Brimming with professional confidence born of years of experience doing the job well, she outlined our options for updating our wills and powers of attorney. She stopped when she noticed me smiling.

“What?” she smiled back.

“Remember the guidance counsellors...” I began.

A flatness descended over her eyes, then she beamed.

“I should drop by one day and say, ‘THIS is what that arts degree, and all those Latin courses I decided to take, got me.’”

The flood of new students entering Holland College and UPEI is set to begin. Wide-eyed students will begin their journeys – living away from home, and Mom’s cooking and laundry service, for the first time. The vast majority have no idea where it might lead.

Every fall, at least a couple of first years in the journalism program where I teach will plop down in the chair in my office one day to announce, “I’m not sure if I want to do this for the rest of my life.”

I smile.

“Don’t worry,” I reply. “The chances are you won’t do any one thing for the next 30 or 40 years. And being uncertain is pretty much the job description of every 18 to 20-year-old.”

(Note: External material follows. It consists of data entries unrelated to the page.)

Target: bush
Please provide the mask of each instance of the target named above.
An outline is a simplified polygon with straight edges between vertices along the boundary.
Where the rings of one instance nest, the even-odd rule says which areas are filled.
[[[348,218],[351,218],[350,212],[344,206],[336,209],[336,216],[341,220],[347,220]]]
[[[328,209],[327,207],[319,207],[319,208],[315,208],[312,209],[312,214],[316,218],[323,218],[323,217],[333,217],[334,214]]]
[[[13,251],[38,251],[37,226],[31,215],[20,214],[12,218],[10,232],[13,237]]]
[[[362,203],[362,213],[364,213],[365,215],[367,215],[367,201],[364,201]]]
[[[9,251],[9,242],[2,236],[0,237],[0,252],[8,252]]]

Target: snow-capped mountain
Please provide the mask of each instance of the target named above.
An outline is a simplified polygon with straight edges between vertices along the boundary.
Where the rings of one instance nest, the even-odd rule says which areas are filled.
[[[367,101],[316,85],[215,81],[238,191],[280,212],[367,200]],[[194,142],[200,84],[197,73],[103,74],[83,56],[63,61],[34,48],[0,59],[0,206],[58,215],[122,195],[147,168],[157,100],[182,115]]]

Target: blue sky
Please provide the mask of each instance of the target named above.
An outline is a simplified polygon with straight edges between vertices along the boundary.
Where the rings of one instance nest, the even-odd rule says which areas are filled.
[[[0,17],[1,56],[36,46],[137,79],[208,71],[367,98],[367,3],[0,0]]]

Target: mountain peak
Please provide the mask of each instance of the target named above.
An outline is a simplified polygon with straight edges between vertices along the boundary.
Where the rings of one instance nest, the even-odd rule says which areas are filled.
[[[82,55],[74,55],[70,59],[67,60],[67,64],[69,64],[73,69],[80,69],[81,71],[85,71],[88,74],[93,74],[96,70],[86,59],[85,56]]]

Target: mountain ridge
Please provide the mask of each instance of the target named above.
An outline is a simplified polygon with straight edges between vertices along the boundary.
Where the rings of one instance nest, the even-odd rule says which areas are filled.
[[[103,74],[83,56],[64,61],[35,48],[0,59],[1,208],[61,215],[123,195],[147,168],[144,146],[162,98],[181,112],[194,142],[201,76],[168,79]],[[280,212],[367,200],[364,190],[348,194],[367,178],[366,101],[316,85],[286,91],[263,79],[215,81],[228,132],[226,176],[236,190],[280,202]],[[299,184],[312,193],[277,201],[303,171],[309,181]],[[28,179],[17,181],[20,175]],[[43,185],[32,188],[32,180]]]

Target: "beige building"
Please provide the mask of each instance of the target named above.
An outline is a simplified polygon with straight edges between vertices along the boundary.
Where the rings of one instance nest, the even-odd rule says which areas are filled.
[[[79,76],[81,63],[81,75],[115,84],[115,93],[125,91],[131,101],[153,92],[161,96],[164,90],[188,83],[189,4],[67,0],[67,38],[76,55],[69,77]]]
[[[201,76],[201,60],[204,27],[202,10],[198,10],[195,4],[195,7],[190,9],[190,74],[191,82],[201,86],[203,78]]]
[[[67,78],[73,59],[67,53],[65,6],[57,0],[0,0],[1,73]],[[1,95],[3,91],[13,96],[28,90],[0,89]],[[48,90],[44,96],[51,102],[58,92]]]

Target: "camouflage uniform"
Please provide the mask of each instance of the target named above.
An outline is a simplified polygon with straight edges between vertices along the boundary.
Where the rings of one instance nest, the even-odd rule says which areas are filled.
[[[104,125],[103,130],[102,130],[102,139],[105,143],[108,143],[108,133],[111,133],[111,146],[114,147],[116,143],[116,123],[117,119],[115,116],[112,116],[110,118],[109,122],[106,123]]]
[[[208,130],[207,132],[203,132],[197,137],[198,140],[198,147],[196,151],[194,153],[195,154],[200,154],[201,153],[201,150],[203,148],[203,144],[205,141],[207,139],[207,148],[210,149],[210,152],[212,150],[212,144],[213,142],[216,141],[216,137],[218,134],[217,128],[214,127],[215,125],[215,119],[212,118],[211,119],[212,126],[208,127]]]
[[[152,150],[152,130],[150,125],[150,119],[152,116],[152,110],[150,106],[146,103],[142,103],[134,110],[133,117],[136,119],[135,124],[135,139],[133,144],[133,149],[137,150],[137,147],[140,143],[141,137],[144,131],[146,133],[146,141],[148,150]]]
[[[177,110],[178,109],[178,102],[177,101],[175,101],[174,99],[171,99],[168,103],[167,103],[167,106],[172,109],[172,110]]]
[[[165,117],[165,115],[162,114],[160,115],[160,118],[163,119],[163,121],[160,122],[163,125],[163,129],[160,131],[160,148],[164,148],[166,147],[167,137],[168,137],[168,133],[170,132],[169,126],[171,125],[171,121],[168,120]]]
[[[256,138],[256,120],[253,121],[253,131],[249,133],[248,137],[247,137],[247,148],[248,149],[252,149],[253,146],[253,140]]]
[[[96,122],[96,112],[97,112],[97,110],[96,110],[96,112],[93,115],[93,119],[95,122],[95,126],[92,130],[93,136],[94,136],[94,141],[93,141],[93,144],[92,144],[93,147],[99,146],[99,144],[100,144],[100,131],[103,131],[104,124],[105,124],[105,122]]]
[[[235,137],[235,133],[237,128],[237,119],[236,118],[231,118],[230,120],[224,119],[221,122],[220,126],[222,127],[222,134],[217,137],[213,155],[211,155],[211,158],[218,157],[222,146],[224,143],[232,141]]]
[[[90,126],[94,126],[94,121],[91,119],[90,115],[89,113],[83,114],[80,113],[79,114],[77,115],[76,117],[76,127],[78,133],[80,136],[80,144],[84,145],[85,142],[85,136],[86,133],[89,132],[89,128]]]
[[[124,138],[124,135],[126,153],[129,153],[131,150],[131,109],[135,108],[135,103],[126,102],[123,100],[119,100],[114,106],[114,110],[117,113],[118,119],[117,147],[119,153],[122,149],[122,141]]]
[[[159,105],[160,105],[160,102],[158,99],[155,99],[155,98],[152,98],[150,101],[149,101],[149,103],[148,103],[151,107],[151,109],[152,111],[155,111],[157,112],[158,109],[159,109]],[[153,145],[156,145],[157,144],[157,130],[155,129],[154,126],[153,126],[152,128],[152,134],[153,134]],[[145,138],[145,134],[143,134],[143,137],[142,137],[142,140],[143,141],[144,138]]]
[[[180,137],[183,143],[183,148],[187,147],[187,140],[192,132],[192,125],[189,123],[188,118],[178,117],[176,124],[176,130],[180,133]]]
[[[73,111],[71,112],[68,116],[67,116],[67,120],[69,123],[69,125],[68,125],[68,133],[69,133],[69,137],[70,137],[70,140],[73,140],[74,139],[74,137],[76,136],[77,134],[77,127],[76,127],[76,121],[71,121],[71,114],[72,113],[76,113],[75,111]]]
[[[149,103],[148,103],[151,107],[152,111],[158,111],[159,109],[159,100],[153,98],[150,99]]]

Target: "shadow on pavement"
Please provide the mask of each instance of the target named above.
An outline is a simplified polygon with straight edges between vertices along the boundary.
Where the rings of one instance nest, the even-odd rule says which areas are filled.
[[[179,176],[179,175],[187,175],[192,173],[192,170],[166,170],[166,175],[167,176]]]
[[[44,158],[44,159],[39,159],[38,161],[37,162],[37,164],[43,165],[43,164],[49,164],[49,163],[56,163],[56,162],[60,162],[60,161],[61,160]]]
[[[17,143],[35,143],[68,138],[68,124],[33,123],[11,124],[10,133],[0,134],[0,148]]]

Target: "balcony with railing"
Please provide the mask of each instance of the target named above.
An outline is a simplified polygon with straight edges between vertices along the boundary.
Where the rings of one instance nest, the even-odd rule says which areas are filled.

I entered Mount Allison University in 1975 to study chemistry and calculus. Two years of Laplace transformations and analytical chemistry labs later, I’d figured out two things. Lots of people were better at both of those than me, and I didn’t enjoy either subject. I switched and earned an honors history degree.

One of my grads told me a few years ago when he graduated with the same degree, his father shook his hand, smirked and said, “Now you can work at the history factory.” Today, after a brief time in journalism, that grad is a teacher in his hometown.

Other grads have gone on to jobs with the CBC, this and other newspapers, and Canadian Press reporting on Parliament Hill. Some are teachers, others run their own firms helping companies reach customers through social media. Still others work for various provincial and federal government departments, at least one is with a professional sports team. Some are lawyers. Others are published novelists.

Students – and their parents, who are often footing much of the bill – can relax, take a deep breath and let the next few years begin to shape their lives. Find something you like doing, become very good at it, and it will work out.

Honest.

Rick MacLean is an instructor in the journalism program at Holland College in Charlottetown.